1.Gold is attractive in a period of wealth expansion. Periods of growth support jewelry buying and long-term safe-haven savings.
2. Rising market risk and uncertainty lie ahead. Market downturns boost investment demand for gold as a safe haven.
3. Opportunity cost against other assets will be lower. The sky-high prices of competing assets such as bonds, currencies and other assets could swing investor attitudes towards gold.
4. Gold could enjoy increased momentum and positioning. Capital flows and price trends could ignite gold’s performance ahead.
TIME HONORED WISDOM
It’s just human nature.
It is way too easy to get over-confident when we have done well in the markets and our house is getting more valuable too. It is human to think “this time it is different” or “I’ll know when the right time comes to sell.”
Will you know? I work in the markets every day, and I honestly can’t say with confidence when the market will fall and by how much.
Calling a market top is a big burden to lay on your shoulders every day, when conditions in our country and our markets are precarious to say the least.
If you’ve been reading my emails, you’ll know we’re not ones to preach about market timing. We want you to be prepared, whatever comes!

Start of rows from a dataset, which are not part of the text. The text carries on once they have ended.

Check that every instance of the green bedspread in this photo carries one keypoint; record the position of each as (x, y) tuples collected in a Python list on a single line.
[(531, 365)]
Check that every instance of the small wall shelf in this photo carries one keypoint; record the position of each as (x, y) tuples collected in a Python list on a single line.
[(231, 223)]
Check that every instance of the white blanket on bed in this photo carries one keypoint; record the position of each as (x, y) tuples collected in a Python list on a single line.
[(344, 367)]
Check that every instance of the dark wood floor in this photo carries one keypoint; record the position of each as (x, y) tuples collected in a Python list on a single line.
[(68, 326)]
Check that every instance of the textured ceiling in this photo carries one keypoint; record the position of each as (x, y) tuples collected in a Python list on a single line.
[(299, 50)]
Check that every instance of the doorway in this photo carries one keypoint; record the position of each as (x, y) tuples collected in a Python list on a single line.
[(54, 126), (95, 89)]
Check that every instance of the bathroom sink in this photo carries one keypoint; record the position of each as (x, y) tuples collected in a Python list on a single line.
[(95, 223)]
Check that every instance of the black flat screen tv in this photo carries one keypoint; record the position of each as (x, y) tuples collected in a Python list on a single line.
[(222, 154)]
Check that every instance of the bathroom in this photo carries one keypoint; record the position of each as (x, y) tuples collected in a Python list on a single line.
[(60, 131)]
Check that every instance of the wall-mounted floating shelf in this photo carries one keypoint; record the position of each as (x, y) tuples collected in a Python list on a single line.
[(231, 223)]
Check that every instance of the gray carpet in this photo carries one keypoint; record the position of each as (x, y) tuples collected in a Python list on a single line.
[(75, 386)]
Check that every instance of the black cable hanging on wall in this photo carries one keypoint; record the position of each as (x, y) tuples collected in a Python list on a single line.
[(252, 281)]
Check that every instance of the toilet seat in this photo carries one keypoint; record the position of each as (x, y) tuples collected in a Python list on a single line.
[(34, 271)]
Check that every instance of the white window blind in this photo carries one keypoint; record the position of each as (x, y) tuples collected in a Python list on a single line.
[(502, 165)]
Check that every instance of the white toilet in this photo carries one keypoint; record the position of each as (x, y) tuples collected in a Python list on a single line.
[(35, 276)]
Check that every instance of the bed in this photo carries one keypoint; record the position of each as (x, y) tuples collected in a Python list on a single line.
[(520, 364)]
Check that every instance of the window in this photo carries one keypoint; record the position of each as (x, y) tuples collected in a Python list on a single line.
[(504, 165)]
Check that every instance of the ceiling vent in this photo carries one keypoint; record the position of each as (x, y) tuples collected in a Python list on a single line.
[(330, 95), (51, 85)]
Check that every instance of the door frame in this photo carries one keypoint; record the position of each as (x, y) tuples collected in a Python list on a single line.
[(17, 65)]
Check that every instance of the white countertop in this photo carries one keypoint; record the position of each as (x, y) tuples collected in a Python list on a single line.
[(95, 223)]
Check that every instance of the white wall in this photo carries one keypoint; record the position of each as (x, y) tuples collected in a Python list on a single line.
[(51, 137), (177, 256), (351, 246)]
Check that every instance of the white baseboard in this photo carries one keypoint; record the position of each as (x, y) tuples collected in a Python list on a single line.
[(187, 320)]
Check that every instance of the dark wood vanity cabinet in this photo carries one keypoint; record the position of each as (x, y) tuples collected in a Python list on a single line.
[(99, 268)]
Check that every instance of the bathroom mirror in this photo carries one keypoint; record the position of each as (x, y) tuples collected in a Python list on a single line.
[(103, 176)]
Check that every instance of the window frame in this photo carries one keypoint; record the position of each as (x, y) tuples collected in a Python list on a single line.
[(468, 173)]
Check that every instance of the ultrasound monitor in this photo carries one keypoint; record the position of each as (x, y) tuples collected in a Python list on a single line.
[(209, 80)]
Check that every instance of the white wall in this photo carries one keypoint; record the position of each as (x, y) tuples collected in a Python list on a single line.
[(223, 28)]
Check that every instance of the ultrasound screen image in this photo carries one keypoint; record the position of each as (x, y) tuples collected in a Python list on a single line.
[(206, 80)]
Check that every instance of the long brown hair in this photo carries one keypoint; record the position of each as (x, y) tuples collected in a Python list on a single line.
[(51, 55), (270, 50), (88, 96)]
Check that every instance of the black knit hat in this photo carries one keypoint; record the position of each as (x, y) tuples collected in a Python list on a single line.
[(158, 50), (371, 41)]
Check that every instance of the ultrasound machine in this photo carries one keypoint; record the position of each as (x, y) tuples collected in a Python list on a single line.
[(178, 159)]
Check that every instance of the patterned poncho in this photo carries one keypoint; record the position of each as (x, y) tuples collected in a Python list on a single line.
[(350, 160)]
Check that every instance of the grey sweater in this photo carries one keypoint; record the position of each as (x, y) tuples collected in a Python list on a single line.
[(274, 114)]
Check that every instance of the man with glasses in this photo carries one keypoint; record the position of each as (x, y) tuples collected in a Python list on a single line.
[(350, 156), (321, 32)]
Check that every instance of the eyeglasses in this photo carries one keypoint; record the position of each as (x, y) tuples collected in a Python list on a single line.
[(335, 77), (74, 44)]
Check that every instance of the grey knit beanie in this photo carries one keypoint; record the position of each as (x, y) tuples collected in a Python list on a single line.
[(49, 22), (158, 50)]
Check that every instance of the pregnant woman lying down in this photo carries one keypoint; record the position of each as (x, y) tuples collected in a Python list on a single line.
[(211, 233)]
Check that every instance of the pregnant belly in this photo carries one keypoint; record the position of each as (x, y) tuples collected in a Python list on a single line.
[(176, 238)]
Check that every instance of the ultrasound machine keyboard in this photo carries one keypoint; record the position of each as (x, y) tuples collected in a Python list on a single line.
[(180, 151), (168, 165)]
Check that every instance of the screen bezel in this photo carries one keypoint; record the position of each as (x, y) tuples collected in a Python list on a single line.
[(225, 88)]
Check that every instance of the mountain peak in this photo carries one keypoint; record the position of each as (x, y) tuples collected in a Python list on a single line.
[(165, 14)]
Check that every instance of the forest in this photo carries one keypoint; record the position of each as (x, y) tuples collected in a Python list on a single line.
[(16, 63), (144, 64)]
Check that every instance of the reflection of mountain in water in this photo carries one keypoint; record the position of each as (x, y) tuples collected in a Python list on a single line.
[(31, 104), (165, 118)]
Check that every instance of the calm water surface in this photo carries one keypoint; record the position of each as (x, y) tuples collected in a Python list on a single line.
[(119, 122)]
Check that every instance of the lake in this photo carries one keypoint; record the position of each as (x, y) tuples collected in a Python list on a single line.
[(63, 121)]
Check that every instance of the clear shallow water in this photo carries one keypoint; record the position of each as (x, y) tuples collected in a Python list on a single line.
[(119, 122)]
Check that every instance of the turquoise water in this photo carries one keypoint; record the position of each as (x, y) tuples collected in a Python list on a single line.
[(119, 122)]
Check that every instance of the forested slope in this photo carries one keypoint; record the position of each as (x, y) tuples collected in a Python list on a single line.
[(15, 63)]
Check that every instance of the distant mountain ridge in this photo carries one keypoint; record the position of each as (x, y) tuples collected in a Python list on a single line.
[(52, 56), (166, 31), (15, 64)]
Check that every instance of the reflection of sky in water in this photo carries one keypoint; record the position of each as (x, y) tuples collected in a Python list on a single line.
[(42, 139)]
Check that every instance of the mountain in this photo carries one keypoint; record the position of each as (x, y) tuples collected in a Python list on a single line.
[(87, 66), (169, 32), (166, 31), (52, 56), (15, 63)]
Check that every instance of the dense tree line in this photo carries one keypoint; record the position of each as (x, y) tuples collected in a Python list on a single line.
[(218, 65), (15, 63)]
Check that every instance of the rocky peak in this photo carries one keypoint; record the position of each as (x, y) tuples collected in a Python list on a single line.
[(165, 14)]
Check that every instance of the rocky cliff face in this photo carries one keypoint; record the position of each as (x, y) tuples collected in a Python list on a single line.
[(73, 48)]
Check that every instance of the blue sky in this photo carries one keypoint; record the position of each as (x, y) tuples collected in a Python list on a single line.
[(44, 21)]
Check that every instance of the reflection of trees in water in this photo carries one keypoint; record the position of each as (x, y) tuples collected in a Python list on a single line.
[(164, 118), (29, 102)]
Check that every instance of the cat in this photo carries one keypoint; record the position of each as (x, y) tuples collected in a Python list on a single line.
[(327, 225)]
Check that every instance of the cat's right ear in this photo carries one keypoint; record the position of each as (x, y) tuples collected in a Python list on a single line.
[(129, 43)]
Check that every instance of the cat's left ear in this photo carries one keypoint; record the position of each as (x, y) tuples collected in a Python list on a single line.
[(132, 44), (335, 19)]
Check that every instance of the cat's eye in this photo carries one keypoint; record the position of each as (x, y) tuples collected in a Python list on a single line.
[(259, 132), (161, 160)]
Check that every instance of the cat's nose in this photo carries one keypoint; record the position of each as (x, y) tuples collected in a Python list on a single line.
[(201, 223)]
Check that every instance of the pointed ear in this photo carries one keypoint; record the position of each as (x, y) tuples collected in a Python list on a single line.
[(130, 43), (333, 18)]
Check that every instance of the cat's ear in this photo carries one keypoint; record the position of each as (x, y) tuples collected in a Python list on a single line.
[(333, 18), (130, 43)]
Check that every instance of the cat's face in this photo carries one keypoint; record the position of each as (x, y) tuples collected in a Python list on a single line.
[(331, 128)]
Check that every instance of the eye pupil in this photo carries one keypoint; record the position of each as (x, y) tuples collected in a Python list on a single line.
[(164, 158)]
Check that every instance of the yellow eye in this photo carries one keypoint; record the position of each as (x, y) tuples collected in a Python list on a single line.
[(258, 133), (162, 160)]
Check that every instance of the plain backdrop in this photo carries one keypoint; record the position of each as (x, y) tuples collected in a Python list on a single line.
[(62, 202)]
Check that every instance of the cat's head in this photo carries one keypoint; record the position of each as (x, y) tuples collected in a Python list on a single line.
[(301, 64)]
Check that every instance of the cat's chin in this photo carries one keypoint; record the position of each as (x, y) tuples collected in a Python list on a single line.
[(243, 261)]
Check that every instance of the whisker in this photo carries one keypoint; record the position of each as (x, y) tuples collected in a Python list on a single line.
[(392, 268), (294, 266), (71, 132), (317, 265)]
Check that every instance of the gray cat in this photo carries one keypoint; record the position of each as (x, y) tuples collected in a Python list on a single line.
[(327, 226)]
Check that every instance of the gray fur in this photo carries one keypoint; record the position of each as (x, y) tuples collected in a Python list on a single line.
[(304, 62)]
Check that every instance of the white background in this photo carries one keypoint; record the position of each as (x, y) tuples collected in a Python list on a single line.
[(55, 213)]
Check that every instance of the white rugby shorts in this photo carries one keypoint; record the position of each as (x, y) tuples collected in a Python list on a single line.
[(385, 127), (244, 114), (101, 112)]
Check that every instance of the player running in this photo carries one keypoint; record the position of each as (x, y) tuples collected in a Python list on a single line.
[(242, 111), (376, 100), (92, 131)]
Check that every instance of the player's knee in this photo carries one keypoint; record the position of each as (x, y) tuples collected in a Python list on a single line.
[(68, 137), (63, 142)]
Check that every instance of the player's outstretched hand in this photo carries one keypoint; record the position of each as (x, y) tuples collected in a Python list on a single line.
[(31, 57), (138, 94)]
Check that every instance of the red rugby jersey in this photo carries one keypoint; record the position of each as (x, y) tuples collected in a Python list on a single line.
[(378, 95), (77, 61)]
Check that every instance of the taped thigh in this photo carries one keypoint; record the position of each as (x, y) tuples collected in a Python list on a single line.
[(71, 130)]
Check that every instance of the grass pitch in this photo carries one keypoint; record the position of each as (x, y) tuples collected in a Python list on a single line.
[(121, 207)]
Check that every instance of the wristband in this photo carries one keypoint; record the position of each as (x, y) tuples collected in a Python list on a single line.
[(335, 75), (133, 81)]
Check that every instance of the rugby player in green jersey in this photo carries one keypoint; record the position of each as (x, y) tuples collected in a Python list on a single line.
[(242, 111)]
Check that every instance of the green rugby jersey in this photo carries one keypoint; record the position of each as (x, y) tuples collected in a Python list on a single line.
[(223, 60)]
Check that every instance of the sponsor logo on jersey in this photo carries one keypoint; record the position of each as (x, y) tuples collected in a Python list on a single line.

Investment pros like Mark Hulbert believe market crashes are inevitable, so why not get prepared now? Imagine how your family will feel with gold and silver in the safe or IRA when/if the markets plunge by 30% or more?
Get prepared today, and you won’t need to worry. Safe haven assets like gold and silver are a time-honored way of diversifying away from traditional assets while also offering great privacy and physical asset benefits.
It isn’t too late to get positioned for the markets of today. And tomorrow.